Though he was not a Marxist, and indeed was strongly opposed to the Burmese communists, he regarded Marxist methods as a useful means of establishing the control needed to get the easy-going Burmese people to become self-reliant, develop the country and protect their own culture. He was above all concerned to protect the integrity of the Union of Burma against foreign and domestic challenges.
By 1982 Ne Win had handed over the Presidency to San Yu, though he remained a controlling presence as Party Chairman. He no longer had any contact with foreign missions. The socialist revolution was then running out of steam, and its first rigours were somewhat relaxed, but the economy was at low ebb. The ethnic insurgency rumbled on in the background, though the communists, now confined to the northern border area, now longer posed a serious threat.
In the epilogue summing up Ne Win’s career, Taylor notes that the Ne Win revolution was not bloody but it was admittedly not cost-free. On the credit side he suggests that Ne Win did create a nation with the resilience from its own resources to withstand over 20 years of economic sanctions. He succeeded in his principal foreign policy aim of keeping Burma out of external entanglements and free of foreign political and economic influences, although at the expense of opportunities foregone.
He was prepared to accept the cost of rejecting foreign loans or assistance that came with strings. He did not want Burma to be enrolled in either side in the cold war, with the risk of exposing the country to the sort of great power conflict which ravaged the countries of Indochina. He was equally suspicious of Chinese intentions and the potential for United States interference. He carried his policy of neutralism to the extent of abandoning the non-aligned movement when he considered it had abandoned its founding principles.
His economic policies were not successful. Taylor points out that many social indicators such as literacy, infant mortality and basic health care improved under Ne Win. However such improvement might well have been greater under a more pragmatic economic regime. Partly because of the insurgency, expenditure on the Armed Forces greatly exceeded the funds devoted to health and education. Whether a more flexible government might have been able to negotiate a better and less expensive settlement with the ethnic minorities without breaking up the Union is another question. But Ne Win normally preferred the stick to the carrot.
Taylor notes that by persisting in failed policies long after it became clear that they had failed, the government did less than it could have done to reverse Burma’s economic decline. He suggests that Ne Win knew the policy of Socialist autarchy had failed, but feared the alternative of re-engaging with the world economy, partly because those around him were averse to change and those he had to work with had been cut off from knowledge of the new ideas and new developments in economic theory and the sciences by the country’ self-imposed isolation.
He also feared that the Burmese people, despite cajoling and coercion, might not resist the temptations of a new foreign economic invasion.
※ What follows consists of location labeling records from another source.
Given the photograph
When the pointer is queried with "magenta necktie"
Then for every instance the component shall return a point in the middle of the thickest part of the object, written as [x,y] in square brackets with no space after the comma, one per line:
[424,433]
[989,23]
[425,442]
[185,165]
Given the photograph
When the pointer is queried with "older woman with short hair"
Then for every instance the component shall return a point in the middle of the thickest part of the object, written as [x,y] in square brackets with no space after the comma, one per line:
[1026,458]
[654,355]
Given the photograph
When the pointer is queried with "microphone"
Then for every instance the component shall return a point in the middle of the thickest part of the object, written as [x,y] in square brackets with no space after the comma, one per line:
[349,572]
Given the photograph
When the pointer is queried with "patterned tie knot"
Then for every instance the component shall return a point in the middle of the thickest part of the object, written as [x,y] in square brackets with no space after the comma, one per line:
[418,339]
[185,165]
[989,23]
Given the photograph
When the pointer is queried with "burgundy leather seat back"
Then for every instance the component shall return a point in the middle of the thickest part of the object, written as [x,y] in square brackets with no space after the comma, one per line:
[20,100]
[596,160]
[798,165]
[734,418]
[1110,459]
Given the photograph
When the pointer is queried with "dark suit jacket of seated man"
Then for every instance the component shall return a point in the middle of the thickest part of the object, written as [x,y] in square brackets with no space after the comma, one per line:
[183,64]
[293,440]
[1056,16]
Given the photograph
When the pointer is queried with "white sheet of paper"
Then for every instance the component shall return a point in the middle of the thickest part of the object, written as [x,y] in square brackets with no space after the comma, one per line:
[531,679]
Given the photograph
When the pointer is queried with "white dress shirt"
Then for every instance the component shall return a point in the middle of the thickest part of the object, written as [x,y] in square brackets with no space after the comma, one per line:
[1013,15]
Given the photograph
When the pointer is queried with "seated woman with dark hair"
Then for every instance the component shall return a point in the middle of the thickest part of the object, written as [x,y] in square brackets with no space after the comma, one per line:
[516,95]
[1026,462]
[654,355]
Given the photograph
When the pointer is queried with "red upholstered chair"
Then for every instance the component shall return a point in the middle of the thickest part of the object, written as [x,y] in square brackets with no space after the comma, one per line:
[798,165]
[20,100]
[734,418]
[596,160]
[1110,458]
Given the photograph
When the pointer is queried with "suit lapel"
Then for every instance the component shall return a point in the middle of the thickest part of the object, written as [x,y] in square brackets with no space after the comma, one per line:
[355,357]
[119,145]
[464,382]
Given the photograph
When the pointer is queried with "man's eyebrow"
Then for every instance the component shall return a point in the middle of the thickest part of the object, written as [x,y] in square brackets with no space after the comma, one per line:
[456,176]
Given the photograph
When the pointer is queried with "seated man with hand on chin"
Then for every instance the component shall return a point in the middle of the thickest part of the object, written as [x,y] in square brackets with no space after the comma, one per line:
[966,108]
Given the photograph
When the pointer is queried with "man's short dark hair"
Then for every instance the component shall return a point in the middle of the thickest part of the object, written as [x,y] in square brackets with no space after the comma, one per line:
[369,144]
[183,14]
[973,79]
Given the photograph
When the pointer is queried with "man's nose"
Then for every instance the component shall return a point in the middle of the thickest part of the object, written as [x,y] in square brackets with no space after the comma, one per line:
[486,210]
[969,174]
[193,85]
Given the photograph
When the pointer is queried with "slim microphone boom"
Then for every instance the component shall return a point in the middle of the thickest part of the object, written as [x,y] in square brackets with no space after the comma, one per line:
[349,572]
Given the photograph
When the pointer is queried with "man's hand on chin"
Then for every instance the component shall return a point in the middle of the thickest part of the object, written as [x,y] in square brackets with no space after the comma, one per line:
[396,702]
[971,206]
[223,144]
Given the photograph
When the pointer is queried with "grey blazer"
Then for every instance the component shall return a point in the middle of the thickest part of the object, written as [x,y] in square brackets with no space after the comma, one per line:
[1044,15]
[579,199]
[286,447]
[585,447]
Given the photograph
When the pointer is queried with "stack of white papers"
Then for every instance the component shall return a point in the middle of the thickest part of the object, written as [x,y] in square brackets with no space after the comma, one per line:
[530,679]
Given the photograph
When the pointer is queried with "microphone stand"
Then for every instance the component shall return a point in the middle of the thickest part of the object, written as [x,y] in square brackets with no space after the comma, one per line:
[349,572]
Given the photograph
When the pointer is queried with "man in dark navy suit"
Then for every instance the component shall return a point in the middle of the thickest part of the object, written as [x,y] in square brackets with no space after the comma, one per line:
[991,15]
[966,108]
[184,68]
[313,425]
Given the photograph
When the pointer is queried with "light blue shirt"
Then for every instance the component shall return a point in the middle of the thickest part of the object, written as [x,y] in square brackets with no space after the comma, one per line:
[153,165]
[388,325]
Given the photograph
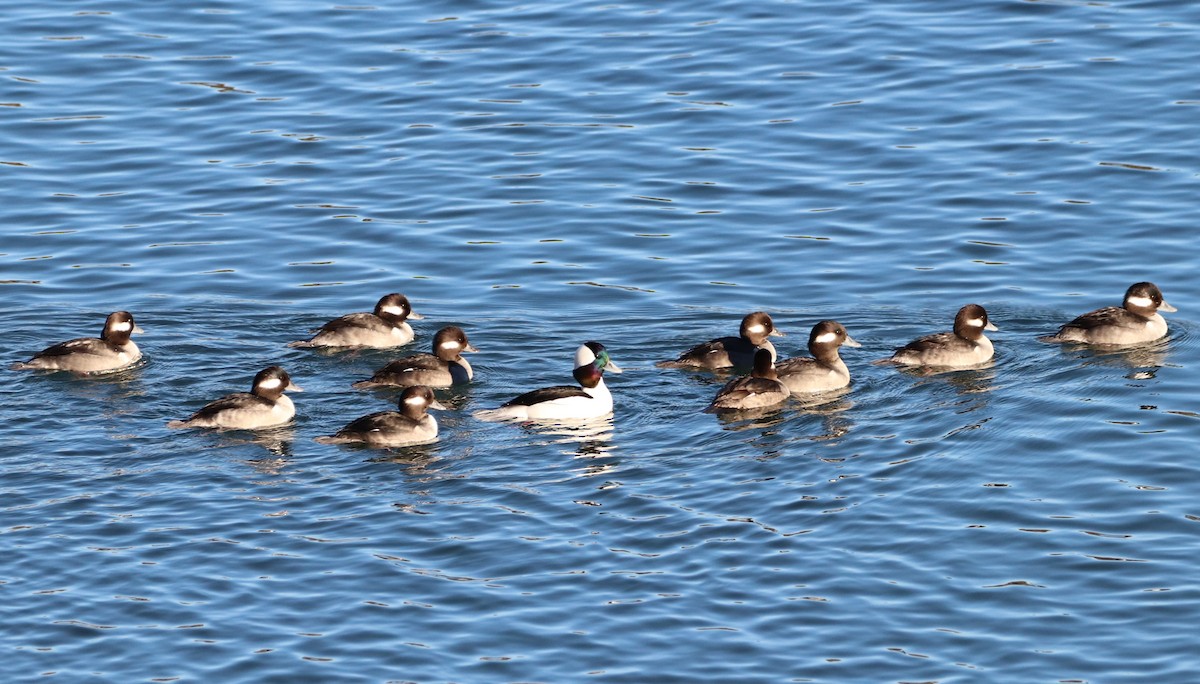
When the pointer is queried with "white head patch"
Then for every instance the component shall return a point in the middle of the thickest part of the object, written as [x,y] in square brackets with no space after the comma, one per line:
[271,384]
[583,355]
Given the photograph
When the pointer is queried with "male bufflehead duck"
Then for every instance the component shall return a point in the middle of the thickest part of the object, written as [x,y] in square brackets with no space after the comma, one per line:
[825,370]
[589,400]
[112,351]
[384,327]
[760,389]
[726,352]
[263,406]
[965,347]
[442,369]
[409,425]
[1135,322]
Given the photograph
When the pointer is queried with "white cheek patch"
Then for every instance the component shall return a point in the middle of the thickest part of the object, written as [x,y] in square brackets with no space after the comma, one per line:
[271,384]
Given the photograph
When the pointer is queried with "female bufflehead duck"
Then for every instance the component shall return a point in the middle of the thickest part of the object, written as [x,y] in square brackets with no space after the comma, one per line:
[726,352]
[384,327]
[589,400]
[825,370]
[442,369]
[263,406]
[966,346]
[760,389]
[1137,321]
[112,351]
[411,425]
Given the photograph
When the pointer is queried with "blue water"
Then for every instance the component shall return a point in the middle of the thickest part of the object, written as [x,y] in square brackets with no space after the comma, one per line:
[641,174]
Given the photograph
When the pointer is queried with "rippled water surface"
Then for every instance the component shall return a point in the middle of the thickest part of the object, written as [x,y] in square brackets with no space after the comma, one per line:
[641,174]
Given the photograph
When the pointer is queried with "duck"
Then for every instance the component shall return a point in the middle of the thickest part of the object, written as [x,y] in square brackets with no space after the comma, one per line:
[1135,322]
[588,400]
[966,346]
[730,352]
[263,406]
[383,328]
[442,369]
[761,389]
[825,370]
[113,351]
[411,425]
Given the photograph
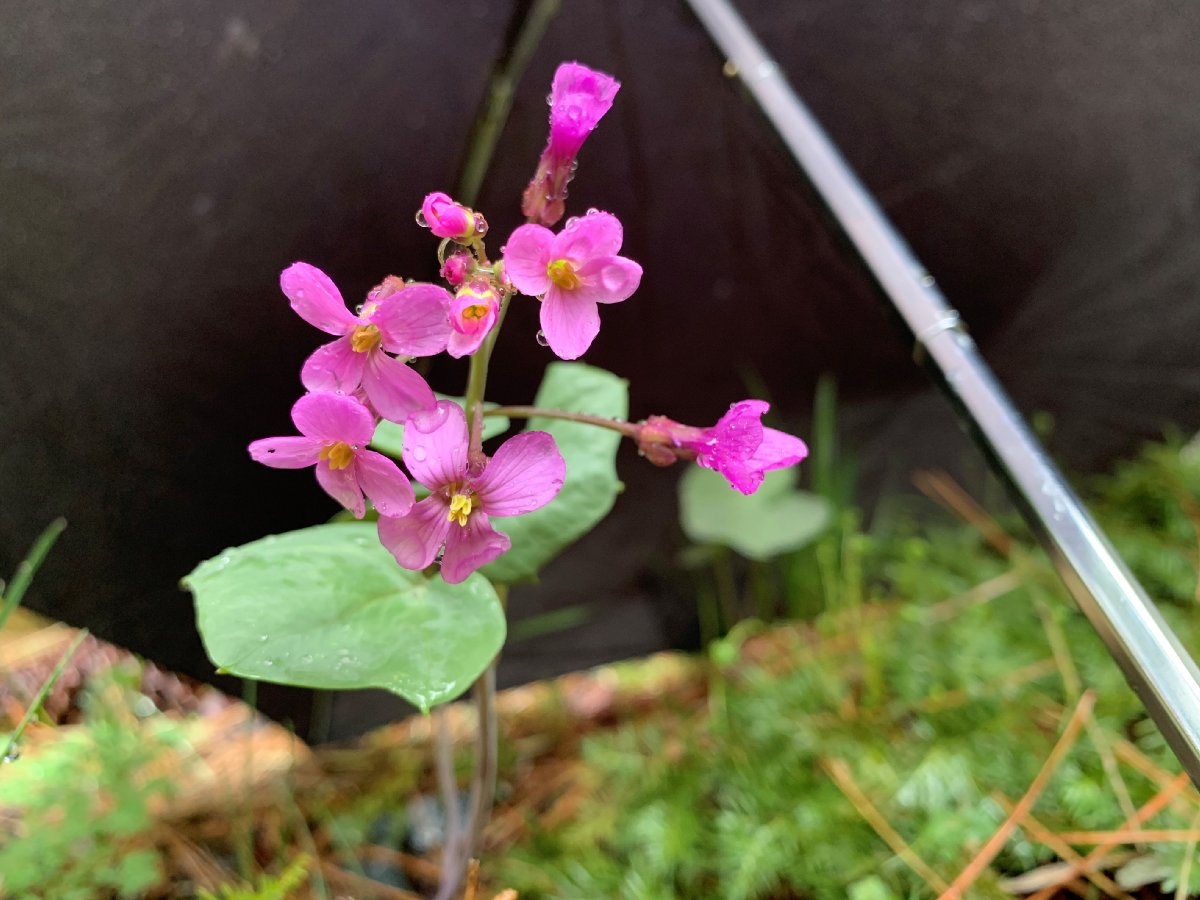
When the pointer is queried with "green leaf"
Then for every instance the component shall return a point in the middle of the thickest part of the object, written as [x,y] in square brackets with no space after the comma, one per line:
[591,486]
[329,607]
[389,437]
[773,520]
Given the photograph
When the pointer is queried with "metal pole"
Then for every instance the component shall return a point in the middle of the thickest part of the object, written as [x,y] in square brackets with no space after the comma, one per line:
[1153,661]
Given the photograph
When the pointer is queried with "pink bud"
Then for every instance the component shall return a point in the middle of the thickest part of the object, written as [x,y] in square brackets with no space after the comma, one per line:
[473,315]
[579,99]
[448,219]
[455,268]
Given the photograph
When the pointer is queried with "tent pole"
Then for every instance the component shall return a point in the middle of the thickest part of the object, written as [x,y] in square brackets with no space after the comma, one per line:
[1153,661]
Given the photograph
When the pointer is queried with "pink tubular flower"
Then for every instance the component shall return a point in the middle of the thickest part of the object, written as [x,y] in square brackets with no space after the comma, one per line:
[448,219]
[571,271]
[525,474]
[408,319]
[334,433]
[472,317]
[579,99]
[738,447]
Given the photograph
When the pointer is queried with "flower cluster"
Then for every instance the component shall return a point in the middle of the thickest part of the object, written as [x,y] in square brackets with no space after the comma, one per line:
[364,377]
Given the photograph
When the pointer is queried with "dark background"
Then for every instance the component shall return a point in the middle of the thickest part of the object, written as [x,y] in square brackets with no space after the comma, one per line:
[162,161]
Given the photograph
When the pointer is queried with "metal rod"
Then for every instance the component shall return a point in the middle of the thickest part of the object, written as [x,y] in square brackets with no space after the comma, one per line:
[1153,661]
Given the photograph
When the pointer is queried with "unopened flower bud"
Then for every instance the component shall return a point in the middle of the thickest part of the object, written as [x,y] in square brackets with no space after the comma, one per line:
[579,99]
[448,219]
[472,316]
[456,268]
[659,441]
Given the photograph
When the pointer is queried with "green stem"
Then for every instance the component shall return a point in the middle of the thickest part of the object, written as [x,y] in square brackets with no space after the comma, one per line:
[628,429]
[29,567]
[47,685]
[487,751]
But a more productive economic policy would surely have been possible without harmful foreign entanglements, if the government had been prepared to listen to better advice.
Despite Ne Win’s genuinely patriotic intentions, the end result of his regime was to keep Burma in a time warp for over 40 years, from which it is only now starting to emerge. The consequences of his political career, make Taylor’s book a must read.
Frank Milne was Australian Ambassador to Burma from 1982-86.